Whilst most of Britain was enjoying the benefits that a snow day brought on Monday (02.02.09), my youngest daughter’s friend Holly died from Meningitis, she had only recently turned 5. Other than seeing Holly the odd time in the playground when picking up my kids from school, I didn’t know her or her parents but my little girl Paige did. She attended Holly’s birthday party in October of last year, where Holly looked a picture of health after a 5 year battle with Leukaemia, she had finally been given the all clear, and she had a prosperous life ahead of her. However on the weekend leading up to the nation’s snow day happiness, Holly contracted a form of Meningitis that robbed her of all her hopes and dreams in a matter of days... I know from experience that there aren’t enough words or sentiment that I could send her family that would even begin to ease their pain so I’ll not make out that I even tried, it goes without saying that no parent should outlive their child.

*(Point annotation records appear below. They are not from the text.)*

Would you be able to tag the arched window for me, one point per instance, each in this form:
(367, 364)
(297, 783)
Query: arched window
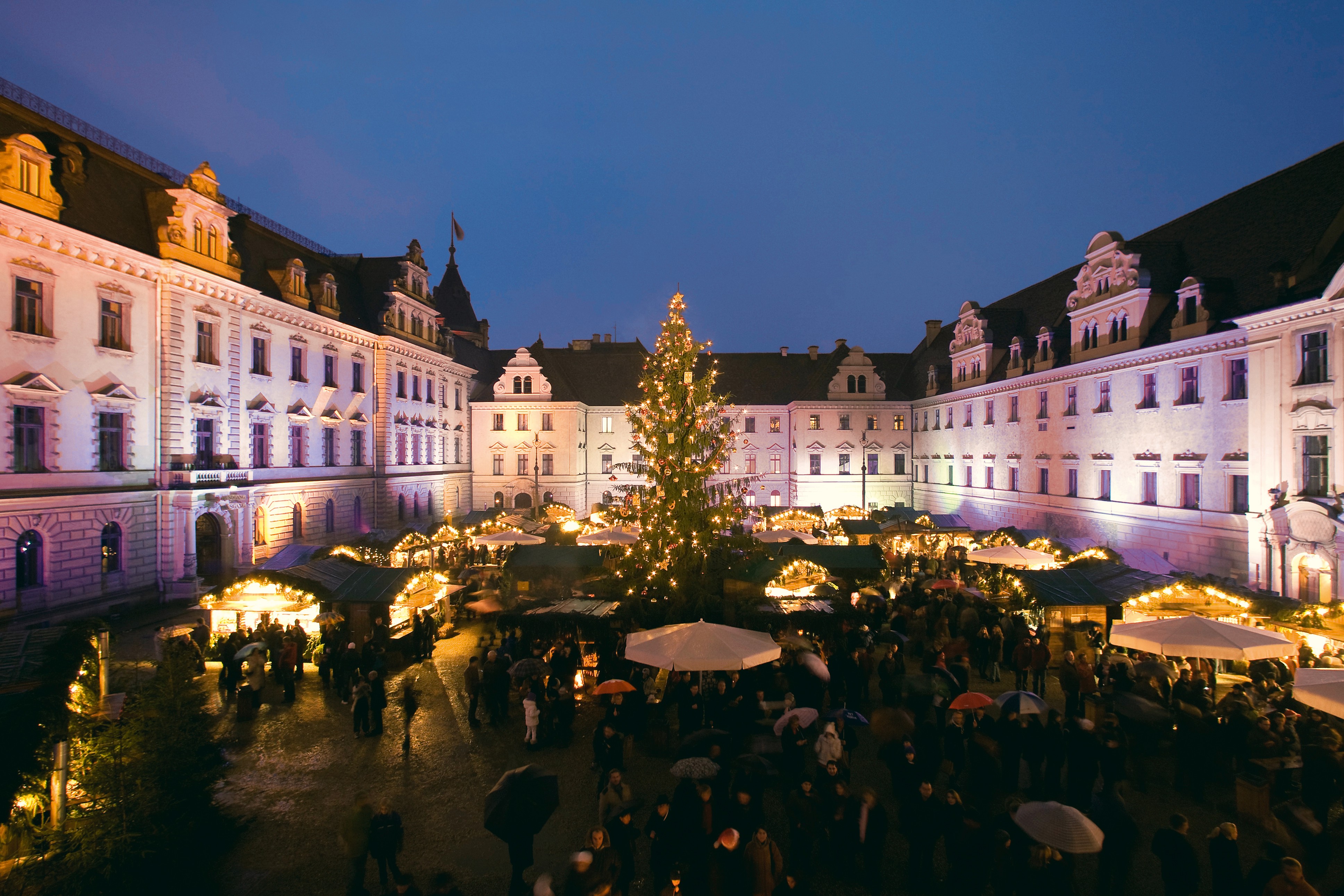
(111, 549)
(29, 561)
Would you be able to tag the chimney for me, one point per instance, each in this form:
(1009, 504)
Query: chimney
(932, 329)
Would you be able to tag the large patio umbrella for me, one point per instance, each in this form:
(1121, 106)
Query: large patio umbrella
(701, 647)
(612, 535)
(1202, 637)
(1014, 556)
(1320, 688)
(506, 538)
(779, 536)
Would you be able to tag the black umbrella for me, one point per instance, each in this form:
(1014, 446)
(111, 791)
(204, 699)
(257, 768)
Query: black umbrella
(521, 804)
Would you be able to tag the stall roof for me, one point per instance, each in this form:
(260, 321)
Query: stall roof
(835, 556)
(1064, 587)
(561, 556)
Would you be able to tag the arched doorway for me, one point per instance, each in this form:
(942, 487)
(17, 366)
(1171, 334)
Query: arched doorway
(209, 547)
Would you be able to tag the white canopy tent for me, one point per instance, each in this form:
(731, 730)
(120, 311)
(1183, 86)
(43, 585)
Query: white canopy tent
(1320, 688)
(701, 647)
(1202, 637)
(1014, 556)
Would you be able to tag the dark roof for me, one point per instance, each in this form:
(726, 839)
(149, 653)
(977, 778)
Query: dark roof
(1245, 246)
(557, 556)
(835, 556)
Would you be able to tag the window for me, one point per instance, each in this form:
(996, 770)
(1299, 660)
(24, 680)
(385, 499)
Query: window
(27, 308)
(1150, 391)
(1315, 360)
(1236, 379)
(1188, 386)
(296, 446)
(27, 567)
(1190, 491)
(1241, 494)
(261, 445)
(206, 343)
(111, 334)
(111, 549)
(1316, 465)
(1148, 487)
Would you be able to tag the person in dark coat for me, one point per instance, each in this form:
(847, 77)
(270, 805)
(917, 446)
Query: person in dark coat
(1181, 867)
(1225, 860)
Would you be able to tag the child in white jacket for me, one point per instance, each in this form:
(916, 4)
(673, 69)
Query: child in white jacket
(531, 718)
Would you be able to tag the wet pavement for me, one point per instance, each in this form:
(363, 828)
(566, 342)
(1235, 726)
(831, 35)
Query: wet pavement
(296, 769)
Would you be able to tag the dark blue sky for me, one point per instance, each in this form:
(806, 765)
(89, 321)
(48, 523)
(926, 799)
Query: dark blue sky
(806, 173)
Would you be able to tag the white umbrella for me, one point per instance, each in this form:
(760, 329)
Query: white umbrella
(1320, 688)
(612, 535)
(1061, 827)
(509, 536)
(701, 647)
(1197, 636)
(776, 536)
(1014, 556)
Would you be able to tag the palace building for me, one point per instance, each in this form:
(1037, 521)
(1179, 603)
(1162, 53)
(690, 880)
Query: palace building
(191, 386)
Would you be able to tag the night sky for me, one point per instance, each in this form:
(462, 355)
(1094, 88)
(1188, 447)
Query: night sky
(804, 173)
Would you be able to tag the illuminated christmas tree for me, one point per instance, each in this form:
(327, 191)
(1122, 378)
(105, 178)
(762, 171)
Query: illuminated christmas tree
(684, 438)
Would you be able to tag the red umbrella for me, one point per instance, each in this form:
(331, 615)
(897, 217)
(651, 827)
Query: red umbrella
(613, 686)
(971, 700)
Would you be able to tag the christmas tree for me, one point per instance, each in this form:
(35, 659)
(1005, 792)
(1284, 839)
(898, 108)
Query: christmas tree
(684, 437)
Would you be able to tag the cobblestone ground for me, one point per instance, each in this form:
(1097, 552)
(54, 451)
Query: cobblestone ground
(296, 769)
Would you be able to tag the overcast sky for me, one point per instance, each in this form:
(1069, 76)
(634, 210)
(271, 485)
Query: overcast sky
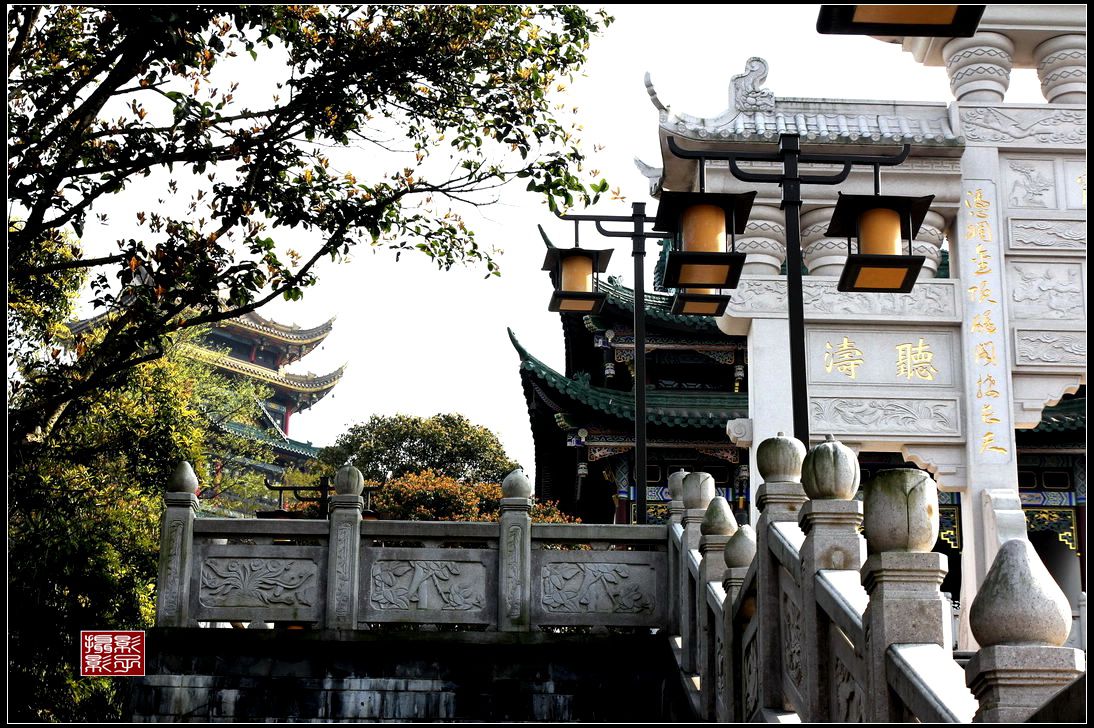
(419, 341)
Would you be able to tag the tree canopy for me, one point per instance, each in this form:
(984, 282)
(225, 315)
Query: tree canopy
(391, 447)
(233, 134)
(83, 522)
(430, 497)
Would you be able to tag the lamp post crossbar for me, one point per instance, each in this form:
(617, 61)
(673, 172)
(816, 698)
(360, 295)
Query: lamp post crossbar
(790, 156)
(638, 235)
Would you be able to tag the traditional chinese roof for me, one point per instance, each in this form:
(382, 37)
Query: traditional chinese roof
(1068, 415)
(291, 334)
(705, 409)
(279, 443)
(284, 381)
(755, 115)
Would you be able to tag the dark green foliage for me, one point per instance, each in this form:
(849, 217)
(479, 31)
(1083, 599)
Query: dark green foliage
(402, 445)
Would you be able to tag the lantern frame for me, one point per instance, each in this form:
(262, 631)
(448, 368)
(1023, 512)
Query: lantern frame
(846, 222)
(840, 20)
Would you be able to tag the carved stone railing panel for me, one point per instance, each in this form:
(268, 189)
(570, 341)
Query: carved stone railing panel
(1049, 349)
(846, 680)
(892, 416)
(1058, 237)
(441, 586)
(1032, 127)
(609, 588)
(929, 301)
(790, 620)
(1043, 289)
(269, 582)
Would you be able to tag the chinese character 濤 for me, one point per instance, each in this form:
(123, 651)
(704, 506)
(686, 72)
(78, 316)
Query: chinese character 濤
(845, 358)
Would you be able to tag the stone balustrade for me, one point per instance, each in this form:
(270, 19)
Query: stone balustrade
(802, 619)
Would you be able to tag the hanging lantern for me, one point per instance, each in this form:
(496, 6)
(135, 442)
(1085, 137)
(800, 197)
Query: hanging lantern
(574, 273)
(881, 223)
(701, 264)
(918, 21)
(701, 224)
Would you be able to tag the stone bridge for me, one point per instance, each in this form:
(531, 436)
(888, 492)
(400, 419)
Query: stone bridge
(828, 611)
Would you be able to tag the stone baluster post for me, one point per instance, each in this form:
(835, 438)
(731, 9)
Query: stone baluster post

My pain was from watching my daughters’ reaction to the news that we had to break to her on Wednesday night, the school had sent home a letter to the parents confirming the news and highlighted that the school had yet to make an official announcement to the children and wanted us to speak and inform our kids first. There had been talk and rumour flying around the playground that day from children whose parents were friends of Holly’s parents, but they didn’t fully understand what was being said to them. That night my wife (and better half) D and I kept looking at each other without saying anything, both knowing we had to brooch the subject but not knowing when, we waited till after dinner and before dessert, hoping the promise of something sweet and yummy might dull the sadness... it didn’t. It took some explaining to Paige before she grasped what was being told to her, her eyes welled up and she started to cry now fearful that other people she loves were going to die, including us, her sister, other friends and her grand parents... I hate not being able to make certain pains and realities go away... I hated those that feel violence and threats of death are the only answer... I hated the fact that my innocent children had to know and feel the hurt that comes from the death of a friend at such a young age, but kids are resilient, they bounce back like nothing had happened. My Paige’s first thought was to draw a picture of her friend that also depicted how sad she was that her friend was no longer able to run around with her in the playground but by the time the picture was finished, my pleased little girl said that she would give the picture to Holly the next day to cheer her up which in return meant another bout of highlighting to her that Holly wasn’t going to be around anymore, more tears, more heartache.

The next day, all the children had been told about Holly and the kids grieved to the best of their understanding and ability... I picked my kids up from school that day and I witnessed the sadness on the faces of the children as they left the building and ran to their parents waiting arms, in desperate need of that embrace of security and protection that only a parent can give. By the time we reached home that day, Paige told her mum about how sad everyone was about Holly and that she would invite Holly to her birthday party to cheer her up... even with all the support of friends, teachers and parents... the reality to understand about life and death was above these young kids’ heads and I felt a lump in my throat as I pondered how many days would go by before my innocent little girl realised that Holly wouldn’t ever be returning to school so they could run around the playground together.